RCEP also presents a challenge to the ideology and approach of the European Union. The EU–ASEAN FTA project failed because of disagreements on sustainable development issues. However, the signing of the RCEP agreement will offer China and its Belt and Road Initiative a position of great influence in the region. One could ask whether the EU should be more “flexible” when talking about sustainable development in FTA negotiations with ASEAN in order to have more influence in Southeast Asia.

From our perspective, the EU should continue with its choice. In Southeast Asia, four countries (Brunei, Malaysia, Singapore, and Vietnam) accepted the labour rights and environmental protection clauses in the CPTPP. Two countries (Vietnam and Singapore) adopted the sustainable development clauses in FTAs with the EU, while Thailand and Malaysia are currently in negotiations. We believe that there are still opportunities for the remaining ASEAN countries to accept these clauses. The RCEP agreement should not be a precedent. In the coming years, the world needs more new-generation FTAs oriented towards a better balance between protecting environmental and human rights and trade liberalization.

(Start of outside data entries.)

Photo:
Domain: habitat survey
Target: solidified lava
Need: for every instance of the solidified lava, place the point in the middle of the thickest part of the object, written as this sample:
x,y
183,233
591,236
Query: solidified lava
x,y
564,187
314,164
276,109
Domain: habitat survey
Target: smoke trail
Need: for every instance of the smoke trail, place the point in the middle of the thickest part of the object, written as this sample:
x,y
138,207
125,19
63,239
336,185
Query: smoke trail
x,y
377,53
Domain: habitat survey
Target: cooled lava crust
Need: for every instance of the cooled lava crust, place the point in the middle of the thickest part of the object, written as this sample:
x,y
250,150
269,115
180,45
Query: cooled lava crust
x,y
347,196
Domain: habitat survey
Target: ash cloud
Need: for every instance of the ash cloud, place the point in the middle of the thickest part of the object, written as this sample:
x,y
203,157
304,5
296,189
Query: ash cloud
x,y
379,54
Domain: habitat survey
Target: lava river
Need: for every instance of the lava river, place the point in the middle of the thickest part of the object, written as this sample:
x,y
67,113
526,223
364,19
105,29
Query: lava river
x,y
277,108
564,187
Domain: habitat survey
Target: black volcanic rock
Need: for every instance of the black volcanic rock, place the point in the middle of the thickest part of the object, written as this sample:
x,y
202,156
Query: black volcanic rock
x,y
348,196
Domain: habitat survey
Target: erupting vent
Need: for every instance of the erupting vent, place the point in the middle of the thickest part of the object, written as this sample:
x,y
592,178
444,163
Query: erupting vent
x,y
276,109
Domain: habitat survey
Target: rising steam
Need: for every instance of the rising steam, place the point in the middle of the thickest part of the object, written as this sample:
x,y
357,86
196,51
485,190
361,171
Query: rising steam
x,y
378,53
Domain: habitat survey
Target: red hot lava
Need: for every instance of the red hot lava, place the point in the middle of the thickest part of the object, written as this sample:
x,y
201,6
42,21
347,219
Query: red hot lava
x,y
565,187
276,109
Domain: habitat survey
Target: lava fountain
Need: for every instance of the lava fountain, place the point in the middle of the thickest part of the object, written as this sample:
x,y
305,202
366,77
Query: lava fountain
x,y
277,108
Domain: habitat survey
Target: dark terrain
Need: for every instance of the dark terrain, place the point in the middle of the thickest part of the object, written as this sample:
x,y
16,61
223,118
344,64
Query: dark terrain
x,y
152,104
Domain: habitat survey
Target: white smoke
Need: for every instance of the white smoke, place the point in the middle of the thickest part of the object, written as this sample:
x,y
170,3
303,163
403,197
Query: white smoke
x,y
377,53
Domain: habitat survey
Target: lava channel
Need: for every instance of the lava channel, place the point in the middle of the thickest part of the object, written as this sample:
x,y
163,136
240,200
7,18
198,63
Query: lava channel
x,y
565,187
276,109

[1] For definitions of WTO-X and WTO+ provisions, see G. Marceau (2009) News from Geneva on RTAs and WTO-plus, WTO-more, and WTO-minus, “Multilateralizing Regionalism and the Future Architecture of International Trade Law as a System of Law”, ASIL Proceedings; C. Hofmann A. Osnago , and M. Ruta (2017) “Horizontal Depth: A New Database of the Content of Preferential Trade Agreements”, Policy research working paper 7971, World Bank group, Trade and Competitiveness Global Practice Group, pp. 2–3; H. Horn, P. C. Mavroidis, and A. Sapir (2008), “Beyond the WTO? An Anatomy of EU and US Preferential Trade Agreements”, Bruegel Blueprint Series, vol. 7, no. 76.

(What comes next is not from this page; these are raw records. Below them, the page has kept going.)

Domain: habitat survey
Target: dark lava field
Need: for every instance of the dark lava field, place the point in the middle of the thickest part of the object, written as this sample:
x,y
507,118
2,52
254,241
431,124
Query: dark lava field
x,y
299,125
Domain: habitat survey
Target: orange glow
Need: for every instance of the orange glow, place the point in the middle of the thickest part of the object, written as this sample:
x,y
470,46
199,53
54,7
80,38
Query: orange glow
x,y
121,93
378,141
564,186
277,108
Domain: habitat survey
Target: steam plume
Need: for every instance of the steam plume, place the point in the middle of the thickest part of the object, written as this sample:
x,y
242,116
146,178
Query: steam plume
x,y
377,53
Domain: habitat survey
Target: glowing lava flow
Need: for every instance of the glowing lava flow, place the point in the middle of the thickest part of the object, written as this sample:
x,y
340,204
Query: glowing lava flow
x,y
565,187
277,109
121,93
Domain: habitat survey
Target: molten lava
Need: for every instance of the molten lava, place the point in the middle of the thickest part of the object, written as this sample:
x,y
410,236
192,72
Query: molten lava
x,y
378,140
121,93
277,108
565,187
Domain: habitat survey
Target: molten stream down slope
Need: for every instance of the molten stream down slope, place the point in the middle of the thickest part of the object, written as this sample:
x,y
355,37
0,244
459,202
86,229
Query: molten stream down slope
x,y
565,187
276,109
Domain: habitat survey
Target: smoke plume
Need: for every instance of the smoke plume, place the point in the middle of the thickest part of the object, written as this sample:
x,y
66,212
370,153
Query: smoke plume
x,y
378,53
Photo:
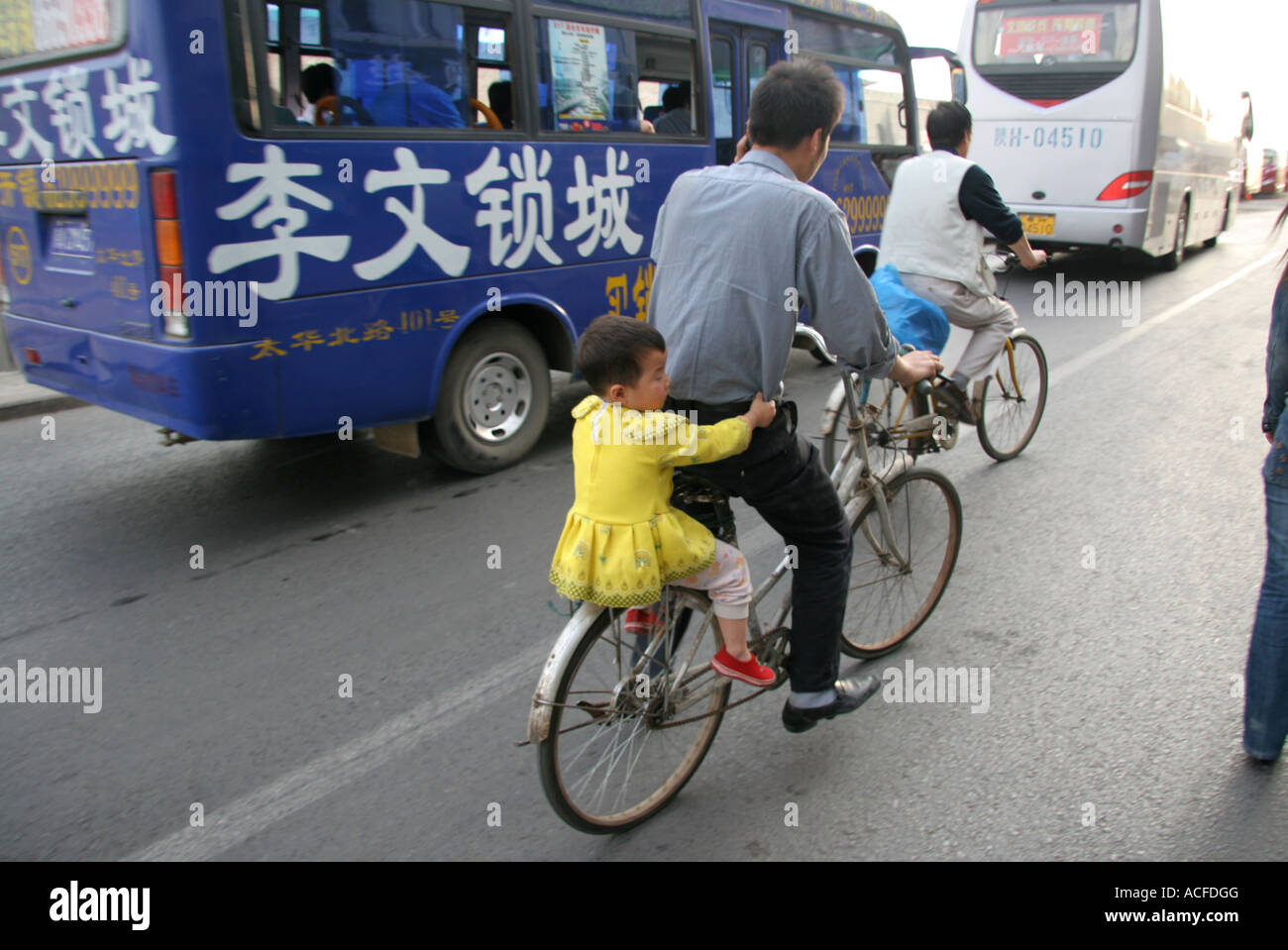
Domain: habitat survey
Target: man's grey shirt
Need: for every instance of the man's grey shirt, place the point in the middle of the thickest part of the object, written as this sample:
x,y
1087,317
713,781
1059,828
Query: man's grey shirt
x,y
737,248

[2] See, for example, provisions related to most favoured nation treatment clause (Article 10.4 of Chapter 10 Investment — note that exceptions are applied for Cambodia, Laos, Myanmar, and Vietnam) and prohibition of performance requirements (Article 10.6 of Chapter 10 Investment); “ratchet” clause (Article 10.8 of Chapter 10 Investment).

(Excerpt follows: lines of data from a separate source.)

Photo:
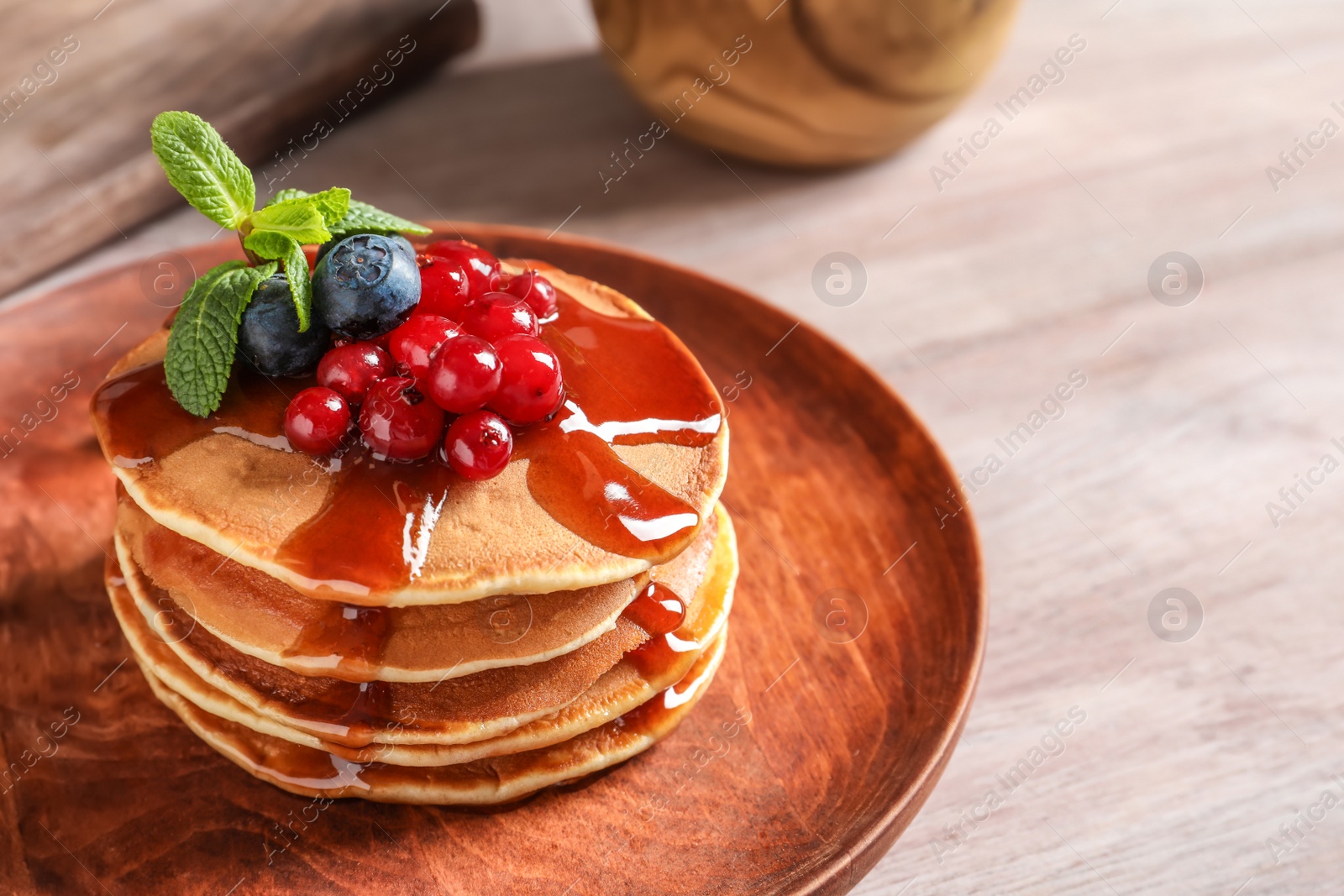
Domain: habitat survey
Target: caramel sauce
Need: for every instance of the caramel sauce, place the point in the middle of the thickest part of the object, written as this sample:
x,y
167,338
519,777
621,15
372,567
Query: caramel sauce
x,y
344,642
656,609
662,613
628,382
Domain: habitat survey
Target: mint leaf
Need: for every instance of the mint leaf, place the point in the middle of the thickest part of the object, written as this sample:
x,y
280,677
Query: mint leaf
x,y
269,244
297,217
289,192
363,217
203,168
205,335
333,203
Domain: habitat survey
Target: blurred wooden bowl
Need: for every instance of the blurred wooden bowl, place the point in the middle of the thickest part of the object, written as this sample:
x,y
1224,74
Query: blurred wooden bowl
x,y
801,82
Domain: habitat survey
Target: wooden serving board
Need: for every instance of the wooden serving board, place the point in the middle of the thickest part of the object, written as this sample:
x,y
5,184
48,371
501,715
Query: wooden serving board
x,y
828,726
81,81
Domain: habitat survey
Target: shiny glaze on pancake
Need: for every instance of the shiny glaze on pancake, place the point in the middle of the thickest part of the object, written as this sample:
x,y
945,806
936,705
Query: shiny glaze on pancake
x,y
629,382
616,692
499,779
465,710
265,618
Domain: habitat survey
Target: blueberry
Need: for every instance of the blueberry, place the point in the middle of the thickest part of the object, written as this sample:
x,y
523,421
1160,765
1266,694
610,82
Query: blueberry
x,y
269,336
396,238
366,285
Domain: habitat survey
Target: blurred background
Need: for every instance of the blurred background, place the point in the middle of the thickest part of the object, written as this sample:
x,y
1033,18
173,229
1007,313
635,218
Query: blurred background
x,y
1153,212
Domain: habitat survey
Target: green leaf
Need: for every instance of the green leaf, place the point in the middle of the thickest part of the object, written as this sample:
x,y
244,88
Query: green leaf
x,y
203,168
205,335
363,217
286,195
333,203
297,217
269,244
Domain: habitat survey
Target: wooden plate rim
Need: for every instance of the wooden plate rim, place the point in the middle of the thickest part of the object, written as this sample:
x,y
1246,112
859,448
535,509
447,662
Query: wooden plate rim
x,y
855,852
874,841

[3] One of the examples of WTO+ provisions is Article 7.13 (Prohibition of zeroing), which aims to fight against a method which created a lot of disputes in the WTO due to the lack of clarity of WTO law: “When margins of dumping are established, assessed, or reviewed under Article 2, paragraphs 3 and 5 of Article 9, and Article 11 of the AD Agreement, all individual margins, whether positive or negative, shall be counted for weighted average-to-weighted average and transaction-to-transaction comparison. Nothing in this Article shall prejudice or affect a Party’s rights and obligations under the second sentence of subparagraph 4.2 of Article 2 of the AD Agreement in relation to weighted average-to-transaction comparison.”

[4] See Article 7 (Transparency), Annex 8A (Financial Services) of Chapter 8 (Trade in Services). For more information, see Patricia Ranald, “RCEP has limited trade gains and ignores labour and human rights. It is generally accepted that, while the “classical” RTAs focus on tariff cuts and trade in goods, “new-generation” RTAs are often considered as RTAs that aim to open up new markets. They include, among other things, rules on services, public procurement, investment and regulatory cooperation. For definitions and examples of new-generation RTAs, see European Parliament (2017), “Benefits of EU International Trade Agreements, European Added Value in Action (Briefing)”.

[5] Stephen J. Turner, A Global Environmental Right, London, New York: Routledge,  2014, pp. 50–3

[6] The guiding principles and objectives for negotiating the RCEP: “(…) the objective of launching RCEP negotiations is to achieve a modern, comprehensive, high-quality and mutually beneficial economic partnership agreement among the ASEAN Member States and ASEAN’s FTA Partners. RCEP will cover trade in goods, trade in services, investment, economic and technical cooperation, intellectual property, competition, dispute settlement and other issues.”

[7] The guiding principles and objectives for negotiating the RCEP: “(…) The RCEP will have broader and deeper engagement with significant improvements over the existing ASEAN+1 FTAs, while recognizing the individual and diverse circumstances of the participating countries.”